04/01/2009

Linguistics Prediction/Warning: "Outliers"

"If you look, in fact, at emergency room statistics, you'll see that more people are admitted every year for non-dog bites than dog-bites—which is to say that when you see a Pit Bull, you should worry as much about being bitten by the person holding the leash than the dog on the other end."

Malcolm Gladwell, who gave us the above masterpiece of statistical reasoning, strikes again: His new book Outliers out now. I've recently browsed a copy of the book, which deals with success. Gladwell uses the term "outliers" for the exceptionally successful. Steve Sailer comments (emphases omitted):
Gladwell chose the word "outliers" for his title because it sounded scientific. He’s vaguely aware that statistical analysts are much concerned with the outliers in their datasets, so it sounds cool to write a book about why people like Bill Gates and the Beatles are successful and call it Outliers.
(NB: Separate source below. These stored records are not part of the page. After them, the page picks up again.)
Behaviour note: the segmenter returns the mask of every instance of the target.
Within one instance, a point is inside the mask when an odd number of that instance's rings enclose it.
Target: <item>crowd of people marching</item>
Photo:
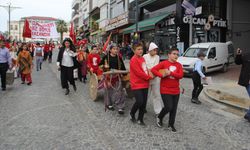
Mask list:
[[[5,47],[6,46],[6,47]],[[55,45],[52,43],[4,43],[0,39],[0,73],[2,90],[6,90],[6,71],[15,70],[15,77],[21,76],[22,84],[32,84],[31,72],[33,59],[36,70],[42,69],[43,61],[52,62],[52,52]],[[176,132],[175,118],[180,98],[180,80],[183,78],[183,68],[177,62],[179,51],[172,48],[168,51],[167,60],[161,61],[157,55],[158,46],[151,42],[145,54],[145,46],[136,43],[133,46],[117,45],[109,43],[107,47],[102,44],[78,43],[73,44],[71,39],[65,39],[59,46],[57,66],[60,71],[61,86],[65,89],[65,95],[70,93],[69,83],[76,91],[75,70],[77,78],[86,83],[87,74],[101,76],[103,72],[111,69],[126,70],[124,59],[130,59],[130,87],[133,92],[135,103],[130,110],[130,117],[133,123],[145,125],[144,114],[147,112],[147,101],[153,102],[156,124],[163,126],[163,119],[169,113],[168,127]],[[124,57],[125,56],[125,57]],[[34,57],[34,58],[33,58]],[[199,94],[203,89],[201,78],[206,79],[202,73],[202,60],[205,54],[198,53],[199,58],[195,64],[193,73],[194,89],[191,102],[201,104]],[[239,61],[237,56],[236,63]],[[109,76],[103,81],[105,87],[104,104],[108,110],[118,110],[119,114],[124,114],[125,91],[120,85],[119,78],[123,76],[116,74]],[[100,81],[101,82],[101,81]],[[249,78],[248,78],[249,82]],[[248,90],[249,90],[249,84]],[[138,116],[136,113],[138,112]],[[250,117],[246,119],[250,120]]]

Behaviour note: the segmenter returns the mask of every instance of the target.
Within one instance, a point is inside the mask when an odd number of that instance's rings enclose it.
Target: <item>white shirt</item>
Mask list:
[[[65,66],[65,67],[74,66],[73,58],[69,49],[65,49],[63,53],[62,66]]]
[[[158,65],[160,62],[160,57],[158,55],[151,56],[150,54],[143,55],[148,69],[152,69],[154,66]]]
[[[151,70],[154,66],[158,65],[160,62],[160,57],[158,55],[151,56],[149,53],[143,55],[143,58],[145,59],[146,66],[149,70]],[[149,81],[149,84],[159,84],[160,85],[160,78],[155,77],[153,80]]]

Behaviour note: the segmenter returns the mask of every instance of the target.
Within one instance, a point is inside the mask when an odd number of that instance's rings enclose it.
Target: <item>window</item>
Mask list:
[[[215,58],[215,57],[216,57],[216,48],[213,47],[209,51],[208,58]]]

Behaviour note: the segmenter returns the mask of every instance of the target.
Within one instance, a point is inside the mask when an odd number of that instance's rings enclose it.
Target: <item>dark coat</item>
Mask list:
[[[58,56],[57,56],[57,62],[59,62],[60,63],[60,66],[62,65],[62,58],[63,58],[63,53],[64,53],[64,51],[65,51],[65,48],[64,47],[61,47],[60,49],[59,49],[59,53],[58,53]],[[72,50],[73,52],[76,52],[76,50],[75,49],[73,49]],[[73,62],[74,62],[74,69],[76,69],[76,68],[79,68],[80,67],[80,64],[79,64],[79,62],[76,60],[76,56],[75,57],[72,57],[73,58]]]
[[[238,84],[247,87],[250,80],[250,53],[237,55],[235,63],[242,65]]]

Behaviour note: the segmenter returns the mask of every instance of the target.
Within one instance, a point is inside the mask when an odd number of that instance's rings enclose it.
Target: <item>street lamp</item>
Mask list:
[[[19,9],[21,7],[14,7],[14,6],[11,6],[11,3],[8,3],[7,6],[4,6],[4,5],[0,5],[0,7],[3,7],[7,10],[8,14],[9,14],[9,38],[10,38],[10,16],[11,16],[11,11],[13,11],[14,9]]]

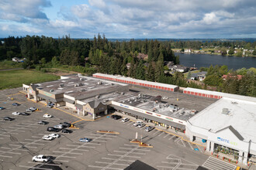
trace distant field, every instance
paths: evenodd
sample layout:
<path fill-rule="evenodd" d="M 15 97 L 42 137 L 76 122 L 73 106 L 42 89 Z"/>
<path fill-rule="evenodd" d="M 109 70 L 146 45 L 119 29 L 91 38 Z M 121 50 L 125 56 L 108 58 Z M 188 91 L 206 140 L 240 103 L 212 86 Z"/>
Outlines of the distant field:
<path fill-rule="evenodd" d="M 13 61 L 1 61 L 0 62 L 0 70 L 5 69 L 14 69 L 22 67 L 22 63 L 16 63 Z"/>
<path fill-rule="evenodd" d="M 58 76 L 28 70 L 0 71 L 0 90 L 22 87 L 22 83 L 51 81 L 59 78 Z"/>

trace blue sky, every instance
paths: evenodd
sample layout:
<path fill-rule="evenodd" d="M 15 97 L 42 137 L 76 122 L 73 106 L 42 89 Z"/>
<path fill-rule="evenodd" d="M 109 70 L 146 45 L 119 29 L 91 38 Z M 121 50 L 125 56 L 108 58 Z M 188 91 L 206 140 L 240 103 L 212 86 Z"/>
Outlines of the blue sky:
<path fill-rule="evenodd" d="M 256 38 L 255 0 L 0 0 L 0 37 Z"/>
Of course, the reason statisticians think about outliers a lot is because, to quote Wikipedia, "Statistics derived from data sets that include outliers may be misleading."

For example, say you are a market researcher doing a random survey of consumers for a mutual fund company to determine the average net worth of Americans by different levels of education. You tote up your results and see that the mean wealth of your 100 college dropouts is $500,050,000.

"That’s weird," you say.

You then look at the individual surveys and see that one respondent claimed to have a fortune of fifty billion dollars.

Is he lying? Is he crazy? Or is he Bill Gates? You don’t know. All you know is that he’s an outlier and therefore you aren’t going to use him in your data set. Otherwise, your innumerate pointy-haired boss in the marketing department (who, by the way, loves Malcolm Gladwell) might take your findings as justifying a huge ad campaign aimed at the evidently vastly wealthy dropout market.
To put it a bit more clearly: In standard usage an outlier is a case in which the usual relationship between two or more variables does not hold. For instance, if you have a sample in which the average relationship between a person’s weight and height is described by the formula “weight in kilos equals height in centimetres divided by two”, someone who is 2.20m tall and weighs 200 kilos is an outlier. Someone who is 2.20m tall and weighs 110 kilos is not, despite being exceptionally tall.

This, erm, unconventional use of the common statistical term is particularly regrettable because one of Gladwell’s main points – he spends an entire chapter on it – is that the unusually successful are not outliers in the usual sense. He cites a study which shows that (if I remember the numbers correctly) very good classical musicians typically practiced about six hours a day, while the merely good spent four and the not-so-good two hours on practice. He interprets this to mean that the merely and not-so-good musicians could have been very good if only they would have practiced six hours a day. Leaving aside the question whether this interpretation is – pun alert! – sound, his very point is that the very good musicians in the sample are not outliers in the standard sense because the difference between their performance and that of the other artists is explained by the differences in practice. Put differently, the relationship between hours of practice and quality of performance holds for all of the sample (as described by Gladwell), including the particularly good musicians. A very good musician who practiced only two hours a week would be an outlier, but Gladwell’s point is that such a case just isn’t there.

Expect the misuse of the term “outliers” to come to a discussion near you soon.

1 comment:

pj said...

Mmm, there's a bit of a trend (cough) for these populist meta-theories at the moment (Gladwell, Taleb etc) but they are always so data poor and filled with vague tautologies and bits stolen from the work of real researchers that they're utterly unconvincing.

I've not read Gladwell's book but an article of his I read was bafflingly incoherent and empty.